Cannes 2023 Review: A Society’s Pain is Resurfaced in Amat Escalante’s “Lost in the Night”

Amat Escalante doesn’t mind showing you exactly what happened to Paloma Flores (Vicky Araico) in the opening minutes of “Lost in the Night,” leaving a contentious town council meeting where she sits on the board and rather than having a police escort for safety, the cops that follow her shoot up her car with her family inside and catch her before she can run off. Instead, the mystery lies in what her two children, particularly her son Emiliano (Juan Daniel Garcia Treviño), are going to do about it when they can understand in more sophisticated terms why they grew up without parents, barely preschool age when they were killed in front of them. While Emiliano’s sister volunteers for an organization that looks to identify the bodies of unmarked graves, one of which could easily include Paloma, whose remains were never located, Emiliano has to wonder whether he should give in to the means of violence that seems to rule his community in order to get the answers he wants.

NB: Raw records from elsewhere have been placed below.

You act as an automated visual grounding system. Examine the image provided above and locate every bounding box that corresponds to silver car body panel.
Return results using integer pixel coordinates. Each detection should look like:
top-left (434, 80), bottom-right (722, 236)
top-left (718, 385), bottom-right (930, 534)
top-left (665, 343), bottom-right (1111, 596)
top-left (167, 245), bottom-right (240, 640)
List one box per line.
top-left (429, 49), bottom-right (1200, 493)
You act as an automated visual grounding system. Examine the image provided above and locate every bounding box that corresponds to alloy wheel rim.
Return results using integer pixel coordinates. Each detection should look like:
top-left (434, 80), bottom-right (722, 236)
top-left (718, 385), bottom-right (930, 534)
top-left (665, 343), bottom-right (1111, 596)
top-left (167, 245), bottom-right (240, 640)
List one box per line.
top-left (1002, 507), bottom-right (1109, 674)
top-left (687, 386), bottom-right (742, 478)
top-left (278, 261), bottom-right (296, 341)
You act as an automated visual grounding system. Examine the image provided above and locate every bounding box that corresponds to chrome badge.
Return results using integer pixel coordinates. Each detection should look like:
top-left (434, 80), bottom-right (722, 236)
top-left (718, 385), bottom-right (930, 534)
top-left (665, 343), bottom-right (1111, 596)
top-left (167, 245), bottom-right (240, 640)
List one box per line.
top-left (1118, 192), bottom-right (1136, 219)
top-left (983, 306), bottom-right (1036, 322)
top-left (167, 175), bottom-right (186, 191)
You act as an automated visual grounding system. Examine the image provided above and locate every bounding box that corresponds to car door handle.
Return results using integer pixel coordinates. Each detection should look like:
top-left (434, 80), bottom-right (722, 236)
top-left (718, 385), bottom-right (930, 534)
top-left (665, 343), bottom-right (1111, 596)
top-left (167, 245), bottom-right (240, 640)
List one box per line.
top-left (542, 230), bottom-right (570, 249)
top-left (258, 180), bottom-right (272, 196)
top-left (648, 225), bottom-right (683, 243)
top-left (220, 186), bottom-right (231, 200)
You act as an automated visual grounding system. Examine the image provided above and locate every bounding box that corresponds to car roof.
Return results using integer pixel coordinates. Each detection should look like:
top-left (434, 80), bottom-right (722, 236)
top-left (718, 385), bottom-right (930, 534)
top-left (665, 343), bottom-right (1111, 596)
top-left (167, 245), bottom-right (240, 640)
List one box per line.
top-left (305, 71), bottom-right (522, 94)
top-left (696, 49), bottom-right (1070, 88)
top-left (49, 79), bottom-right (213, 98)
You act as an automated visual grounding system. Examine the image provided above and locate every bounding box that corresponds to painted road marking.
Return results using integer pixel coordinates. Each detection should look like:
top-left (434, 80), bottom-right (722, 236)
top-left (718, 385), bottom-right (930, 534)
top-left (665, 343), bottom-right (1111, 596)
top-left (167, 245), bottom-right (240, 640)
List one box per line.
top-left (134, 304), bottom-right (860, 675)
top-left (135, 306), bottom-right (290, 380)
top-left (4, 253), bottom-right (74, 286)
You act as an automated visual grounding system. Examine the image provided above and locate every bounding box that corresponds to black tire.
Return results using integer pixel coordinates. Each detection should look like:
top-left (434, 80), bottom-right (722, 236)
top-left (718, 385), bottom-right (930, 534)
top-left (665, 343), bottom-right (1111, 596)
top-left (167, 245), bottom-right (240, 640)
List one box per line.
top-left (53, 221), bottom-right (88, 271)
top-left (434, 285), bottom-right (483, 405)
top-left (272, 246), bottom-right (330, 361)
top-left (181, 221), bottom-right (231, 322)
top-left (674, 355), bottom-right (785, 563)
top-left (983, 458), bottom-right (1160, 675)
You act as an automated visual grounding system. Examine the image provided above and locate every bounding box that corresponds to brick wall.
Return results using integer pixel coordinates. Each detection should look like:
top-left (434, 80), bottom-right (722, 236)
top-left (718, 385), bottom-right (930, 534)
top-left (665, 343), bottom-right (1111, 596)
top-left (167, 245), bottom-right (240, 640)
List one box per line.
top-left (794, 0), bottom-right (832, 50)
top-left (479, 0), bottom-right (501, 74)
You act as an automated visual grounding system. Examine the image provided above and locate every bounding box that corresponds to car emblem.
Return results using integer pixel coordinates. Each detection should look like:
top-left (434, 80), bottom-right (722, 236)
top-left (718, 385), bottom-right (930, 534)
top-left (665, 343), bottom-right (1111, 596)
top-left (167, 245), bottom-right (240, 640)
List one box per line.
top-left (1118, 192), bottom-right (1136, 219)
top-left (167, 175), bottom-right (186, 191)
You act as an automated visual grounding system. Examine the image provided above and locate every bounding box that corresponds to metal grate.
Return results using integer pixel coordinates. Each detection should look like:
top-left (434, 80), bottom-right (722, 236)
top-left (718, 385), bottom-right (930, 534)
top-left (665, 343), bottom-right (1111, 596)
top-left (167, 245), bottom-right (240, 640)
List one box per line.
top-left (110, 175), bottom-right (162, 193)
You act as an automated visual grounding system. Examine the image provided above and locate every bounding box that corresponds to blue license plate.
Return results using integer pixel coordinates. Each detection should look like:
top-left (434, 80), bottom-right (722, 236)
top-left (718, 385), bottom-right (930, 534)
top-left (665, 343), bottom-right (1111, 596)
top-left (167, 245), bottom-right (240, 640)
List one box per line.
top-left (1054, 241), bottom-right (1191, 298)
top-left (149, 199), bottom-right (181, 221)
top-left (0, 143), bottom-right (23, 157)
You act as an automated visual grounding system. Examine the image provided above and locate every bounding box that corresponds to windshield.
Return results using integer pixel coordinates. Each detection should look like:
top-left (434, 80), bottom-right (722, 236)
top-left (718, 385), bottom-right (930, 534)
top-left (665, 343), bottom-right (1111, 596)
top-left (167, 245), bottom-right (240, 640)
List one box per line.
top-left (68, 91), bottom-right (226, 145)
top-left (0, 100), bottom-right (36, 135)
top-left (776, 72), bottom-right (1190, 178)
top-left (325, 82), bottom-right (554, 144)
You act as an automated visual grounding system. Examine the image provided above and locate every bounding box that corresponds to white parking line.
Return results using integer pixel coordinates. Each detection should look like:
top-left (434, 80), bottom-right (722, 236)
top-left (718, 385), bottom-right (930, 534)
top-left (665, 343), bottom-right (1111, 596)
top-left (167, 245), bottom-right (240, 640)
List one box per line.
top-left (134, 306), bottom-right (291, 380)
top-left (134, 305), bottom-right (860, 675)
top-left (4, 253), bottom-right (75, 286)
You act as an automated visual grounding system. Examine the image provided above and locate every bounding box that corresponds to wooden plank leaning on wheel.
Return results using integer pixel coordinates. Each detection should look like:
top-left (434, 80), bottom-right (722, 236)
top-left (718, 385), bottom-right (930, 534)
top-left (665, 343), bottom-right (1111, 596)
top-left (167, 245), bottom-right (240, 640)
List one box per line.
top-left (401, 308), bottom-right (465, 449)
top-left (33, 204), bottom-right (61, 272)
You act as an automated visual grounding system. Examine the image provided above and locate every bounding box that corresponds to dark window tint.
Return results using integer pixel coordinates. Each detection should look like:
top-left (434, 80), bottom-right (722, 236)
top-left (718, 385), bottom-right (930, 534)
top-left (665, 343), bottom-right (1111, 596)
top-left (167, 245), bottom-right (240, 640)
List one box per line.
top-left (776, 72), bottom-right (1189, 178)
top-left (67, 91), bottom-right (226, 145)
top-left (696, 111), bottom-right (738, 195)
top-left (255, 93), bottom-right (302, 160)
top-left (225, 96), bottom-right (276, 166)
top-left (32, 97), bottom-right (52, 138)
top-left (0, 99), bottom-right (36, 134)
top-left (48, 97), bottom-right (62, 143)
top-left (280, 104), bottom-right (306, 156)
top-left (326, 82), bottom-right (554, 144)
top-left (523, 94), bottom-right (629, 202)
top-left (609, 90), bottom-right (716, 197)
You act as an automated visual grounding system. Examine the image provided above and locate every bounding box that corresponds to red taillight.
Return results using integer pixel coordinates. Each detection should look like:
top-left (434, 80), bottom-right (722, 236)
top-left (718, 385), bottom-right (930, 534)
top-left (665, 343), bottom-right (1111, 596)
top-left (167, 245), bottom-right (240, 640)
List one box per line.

Of all the uncomfortable ideas that the director of “Heli” and “The Untamed” has been capable of introducing over the course of a typically incendiary filmography, it may be the subtlest that is most discomfiting when he’s able to show how the most devastating events may not be the most obviously horrific and their effects can induce trauma for generations that can be all the more painful when the cause of it is further obscured over time. “Lost in the Night” may hardly be the first or even the millionth to suggest that money is the root of all evil, but it does so in a genuinely original way when Emiliano suspects that Paloma’s remains are somewhere on the property of a wealthy couple that’s just come to town, offering up his services as a handyman almost as soon as they show up. In a town where the promise of $10 will lead people to crawl over each other to pursue the dangerous work of hanging wire from tall poles, putting aside any fear of heights they have at their peril, Carmen Aldama (Barbara Mori), a famous singer and her husband Rigoberto (Fernando Bonilla), not to mention their influencer daughter Monica (Ester Exposito), are bound to draw a crowd, though they’ve moved to the rural locale to get away from them. Still, they all in their individual ways seem to take a liking to Emiliano, which is more than they can say for how they feel about one another, and when the family is preyed upon because of their wealth, as well as potentially Rigoberto’s past antagonism of a local religious group in his artwork, Emiliano has steady work repairing broken windows.

If the sight of a floating fleshlight, complete with a filthy inscription, that’s a centerpiece of Carmen and Rigoberto’s home is meant to shock as soon as “Lost in the Night” starts, the vulgarity of the object pales in comparison to the kind of attitude that’s behind placing it there to begin with, a notion that ultimately gives “Lost in the Night” its creeping tension when Emiliano has no doubts about how rotten the world around him is, but gradually becomes aware of how it got that way. Treviño, the stone-faced youth who always looks like he’s seen more than he should have at his age in recent turns in “La Civil,” “I’m No Longer Here” and “Robe of Gems,” is typically magnetic here, playing something akin to undercover agent when he worries he may be getting in too deep into the family’s hysterics while he tries to keep his quest for his mother’s whereabouts at top of mind. Nearly every element of “Lost in the Night” would seem to invite one to look underneath the surface when it seems a little more than coincidence that the Aldamas are all entertainers in some fashion and they set the stage for Escalante’s most melodramatic film to date where theatrics can act as one more distraction of the spiritual corruption taking place if they don’t strive to reveal the truth.

It would be easy to chalk up the bourgeois family and the police that would seem inclined to protect only them because of their fortune as villains, but even they are the product of a warped system that Escalante allows to enter his own vision when one is privy to scenes of sex and violence that don’t usually make it onto the screen and as Emiliano chases a ghost, the director is able to impressively flesh out the tortured soul of a society, all too aware of where all the bodies have been buried, but with more and more pain added with each sprinkle of dirt poured on top.

“Lost in the Night” does not yet have U.S. distribution.